There’s a delay, a pause, long enough so I’m almost convinced the connection has been broken. Then her voice comes through. Not her bright, confident chatty voice. Her whispering voice, as if she doesn’t want to be overheard. As if she might be afraid.

“Mom, I need your help. Please call—”

That’s it. The call cuts off in mid-sentence. No static, no nothing. Just a final, overwhelming silence.

9. Watching The Detectives

Kelly and I watch a lot of movies. Started out with kiddy stuff, of course. When she was hospitalized or enduring
chemo, movies were an escape, a way to avoid the harsh reality of our situation. Early on I stopped worrying about how a violent or racy scene might affect her. When an eight-year-old stares death in the face every day, can you tell her she can’t watch a car chase, or cartoonish villains firing automatic weapons at infallible heroes, or someone saying a bad word?

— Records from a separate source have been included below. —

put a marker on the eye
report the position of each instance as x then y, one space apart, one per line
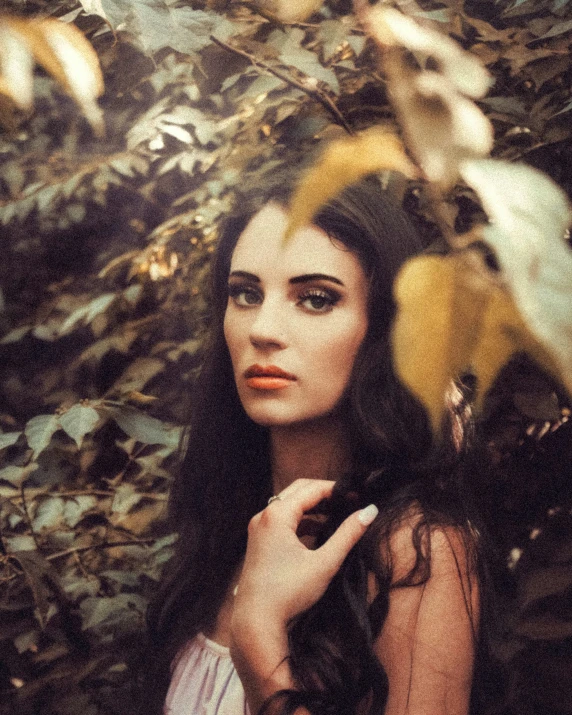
243 295
318 301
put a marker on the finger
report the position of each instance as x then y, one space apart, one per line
301 496
346 536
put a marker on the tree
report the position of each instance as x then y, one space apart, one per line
106 244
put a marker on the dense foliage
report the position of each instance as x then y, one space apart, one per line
106 244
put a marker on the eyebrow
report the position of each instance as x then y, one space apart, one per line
305 278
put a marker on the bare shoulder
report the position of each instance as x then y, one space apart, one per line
438 550
428 641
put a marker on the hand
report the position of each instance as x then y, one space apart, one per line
281 577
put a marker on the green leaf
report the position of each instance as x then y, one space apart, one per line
333 34
87 312
49 514
76 508
17 475
39 431
146 429
138 374
8 439
126 497
100 612
17 334
78 421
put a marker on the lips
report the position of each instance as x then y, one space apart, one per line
270 377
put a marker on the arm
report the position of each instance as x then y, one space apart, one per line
281 578
428 640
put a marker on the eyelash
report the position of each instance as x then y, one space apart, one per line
329 298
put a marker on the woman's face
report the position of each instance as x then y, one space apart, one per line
295 319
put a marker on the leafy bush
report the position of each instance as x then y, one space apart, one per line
106 245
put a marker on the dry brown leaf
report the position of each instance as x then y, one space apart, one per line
503 333
451 318
290 10
16 66
392 28
344 162
529 214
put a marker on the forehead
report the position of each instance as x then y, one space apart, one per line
261 249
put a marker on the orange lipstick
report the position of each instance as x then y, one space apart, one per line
267 378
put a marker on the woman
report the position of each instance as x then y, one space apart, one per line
371 603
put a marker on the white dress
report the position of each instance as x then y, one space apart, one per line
205 682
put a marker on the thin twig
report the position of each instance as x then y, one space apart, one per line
104 545
27 517
315 93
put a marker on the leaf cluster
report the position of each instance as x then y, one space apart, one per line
106 245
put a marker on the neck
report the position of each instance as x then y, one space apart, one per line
312 450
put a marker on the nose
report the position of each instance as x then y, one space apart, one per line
267 329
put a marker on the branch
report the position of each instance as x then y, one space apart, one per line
104 545
316 94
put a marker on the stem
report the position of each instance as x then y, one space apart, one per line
316 94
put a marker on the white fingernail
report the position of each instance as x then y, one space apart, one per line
367 515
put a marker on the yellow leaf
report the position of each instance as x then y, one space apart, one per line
439 305
450 318
16 66
344 162
63 52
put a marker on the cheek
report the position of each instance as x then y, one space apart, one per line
337 357
230 336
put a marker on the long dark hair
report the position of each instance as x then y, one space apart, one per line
225 479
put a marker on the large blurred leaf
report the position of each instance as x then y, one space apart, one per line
146 429
451 318
62 50
342 163
529 214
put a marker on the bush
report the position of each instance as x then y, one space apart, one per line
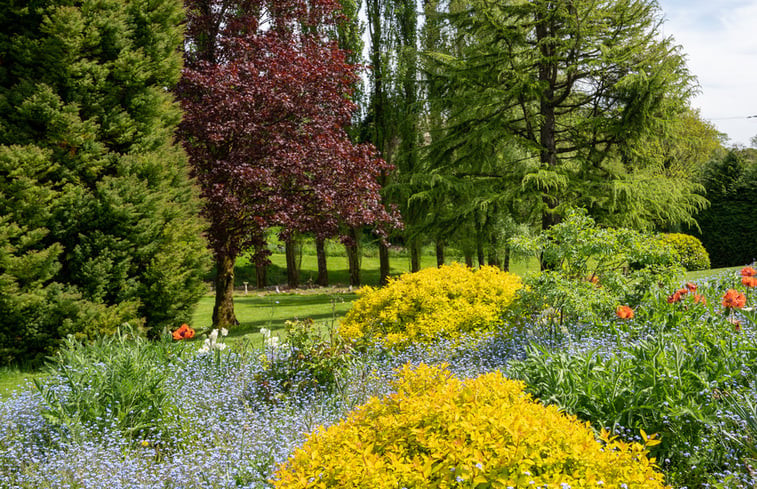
444 301
728 230
688 251
667 384
591 270
306 362
439 431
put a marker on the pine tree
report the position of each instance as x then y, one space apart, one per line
573 86
87 123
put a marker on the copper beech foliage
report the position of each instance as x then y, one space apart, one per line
265 91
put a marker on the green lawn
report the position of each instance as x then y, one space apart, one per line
12 378
326 306
271 310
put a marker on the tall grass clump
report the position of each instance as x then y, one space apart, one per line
116 383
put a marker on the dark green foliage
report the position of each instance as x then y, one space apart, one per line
547 99
688 251
98 212
729 225
590 270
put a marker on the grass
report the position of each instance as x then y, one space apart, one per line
11 379
272 310
268 309
326 306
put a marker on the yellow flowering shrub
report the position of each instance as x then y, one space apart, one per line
442 432
445 301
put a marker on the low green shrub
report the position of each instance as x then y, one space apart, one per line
688 251
440 431
307 361
444 301
590 270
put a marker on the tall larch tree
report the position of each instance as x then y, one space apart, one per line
99 217
266 96
574 85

Some parents did. Not me. Kelly wouldn’t let me. If a movie had a kid with cancer in it—not many did, actually—she always insisted on seeing it. Even if the child died. As she told me, her face screwed up with righteous indignation, she knew plenty of real children who had really died. Okay, four or five at least, which is way more than the average kid. So a character dying in a movie was no big thing to her. It was pretend. Sometimes she’d cry, but that was because it was a sad story, not because she thought the actor really died.

Movies were movies and life was life, and they were connected, but not in a scary way. Not for my Kel. And we’ve continued our habit of watching films together. Lately I’ve had to keep my comments to myself, so as not to endure her “please, Mom, give it a rest” reactions, but we still screen two or three movies a week, more if she’s in the mood.